BOSTON – Carmelo Anthony stood just outside the 3-point line on the right wing of Boston’s end of the court Tuesday night and listened to the final horn sound on a 96-93 Game 2 loss to the Celtics. As the sound buzzed throughout the TD Garden, Anthony’s head hung to the side, his eyes stared blankly into the postgame mayhem, his hands sat on his hips and his body stood motionless.

What more could he do?

The answer to that question is simple: nothing.

Though the Celtics are leading this first-round series between the Celtics and Knicks two games to none, credit must be given to New York’s stars. In their first season with the organization, they have carried the Knicks on a highly competitive level with the defending Eastern Conference champions. Despite having a lack of serious talent around them, Stoudemire and Anthony have made this a dogfight of a series and have 100 percent carried their team.

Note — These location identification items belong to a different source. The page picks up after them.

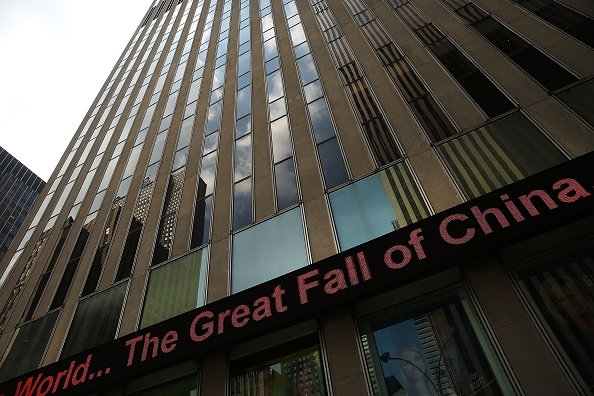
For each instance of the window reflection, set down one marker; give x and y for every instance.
(376, 205)
(299, 373)
(242, 203)
(275, 86)
(435, 352)
(562, 291)
(175, 288)
(267, 250)
(243, 157)
(320, 120)
(207, 172)
(286, 184)
(281, 138)
(307, 69)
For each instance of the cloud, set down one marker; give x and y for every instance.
(57, 55)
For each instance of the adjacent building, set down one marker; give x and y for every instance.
(320, 197)
(19, 187)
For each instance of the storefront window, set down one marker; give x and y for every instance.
(295, 374)
(562, 291)
(440, 350)
(184, 388)
(376, 205)
(175, 288)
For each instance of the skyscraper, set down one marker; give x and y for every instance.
(19, 187)
(314, 197)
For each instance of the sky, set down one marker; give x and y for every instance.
(56, 55)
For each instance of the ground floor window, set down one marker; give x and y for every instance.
(427, 348)
(297, 373)
(560, 288)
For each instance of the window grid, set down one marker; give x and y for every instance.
(381, 140)
(328, 150)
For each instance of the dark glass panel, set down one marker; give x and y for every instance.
(129, 252)
(243, 102)
(185, 133)
(307, 69)
(201, 225)
(286, 184)
(486, 94)
(242, 203)
(243, 158)
(26, 350)
(320, 120)
(95, 321)
(281, 140)
(332, 163)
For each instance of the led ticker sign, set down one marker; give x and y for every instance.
(524, 209)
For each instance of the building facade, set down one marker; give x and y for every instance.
(19, 188)
(320, 197)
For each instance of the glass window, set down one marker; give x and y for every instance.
(313, 91)
(244, 102)
(207, 172)
(186, 388)
(499, 154)
(442, 350)
(95, 321)
(243, 157)
(561, 289)
(579, 100)
(213, 118)
(242, 203)
(307, 69)
(28, 347)
(286, 184)
(376, 205)
(267, 250)
(281, 140)
(332, 163)
(243, 126)
(320, 120)
(175, 288)
(298, 373)
(185, 132)
(243, 63)
(275, 87)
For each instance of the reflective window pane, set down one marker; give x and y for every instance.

Stoudemire caught fire down the stretch in Game 1 to the point where the Celtics did everything they could to keep the ball out of his hands. He scored 12 points in the fourth quarter of that contest while no other teammate scored more than three. Stoudemire hit six of his seven shot attempts in that final frame.

Everyone was expecting a similar performance from the All-Star power forward in Game 2, but that turned into a pipedream once he suffered a strain in his back during pregame warmups. Stoudemire did not play in the second half of Game 2 and finished with only four points in less than 18 minutes of play.

Stoudemire’s absence, coupled with Chauncey Billups’ inability to suit up for Game 2, left the entire weight of the Knicks on Anthony’s shoulders. But it sure didn’t look like he was carrying much more than his 230-pound frame.

Anthony went off on the Celtics despite the fact that everyone in the building knew he was the one and only focal point of New York’s offense. He was utterly unstoppable and the repertoire of moves he used to get of his quick-release shots was at times breathtaking.

“Mike (D’Antoni) came up to me in a timeout and was like, ‘Amar’e is done, we need you to carry us tonight,’ ” Anthony recalled after the game. “My thing was to just go out there, not try to carry the team by scoring the basketball, but just doing everything.”

Well, it certainly looked like he tried to carry the team by scoring the basketball. He took a game-high 30 shots, nearly two-times as many as any other teammate, and notched his season-high as a Knick with 42 points.

When asked to comment on Anthony’s performance, Doc Rivers wondered why the question was even posed to him.

“Carmelo Anthony? Do I have to?” Rivers asked rhetorically. “He was pretty – he was pretty good.”

The light was shining bright on New York’s star for nearly the entire game, but yet again, it was the Celtics who came out on top. Thanks to key plays at both ends of the court in the final minutes, Boston overcame a deficit in the final 20 seconds for the second consecutive game.

Two nights after Ray Allen canned the game-winning 3-pointer in Game 1, Kevin Garnett bulldozed Jared Jeffries into the paint and hit the softest of jump-hooks to give Boston the winning points in Game 2.

No one knew where the Celtics would go for that final shot on either night, and that included Boston’s team. Rivers drew up plays during his final timeouts of those games that had several options to go to for a critical field goal, and that’s the beauty of what this Celtics team brings to the table.

“They’ve been together for a while and they understand what they have,” D’Antoni said shortly after his team’s second consecutive demoralizing loss. “They’ve just got so many weapons and it’s tough. You’ve got to watch back picks with Ray Allen, one-on-one with (Paul) Pierce, and (Kevin) Garnett, whatever he does. They put (Rajon) Rondo in a good place, and it’s tough.”

Let’s not sell them short. At this point in the series, the Celtics’ team ball has been better than tough in crunch time. It has been unstoppable.

Anthony and Stoudemire have been unstoppable in their own right, but it just hasn’t been enough to give New York a win.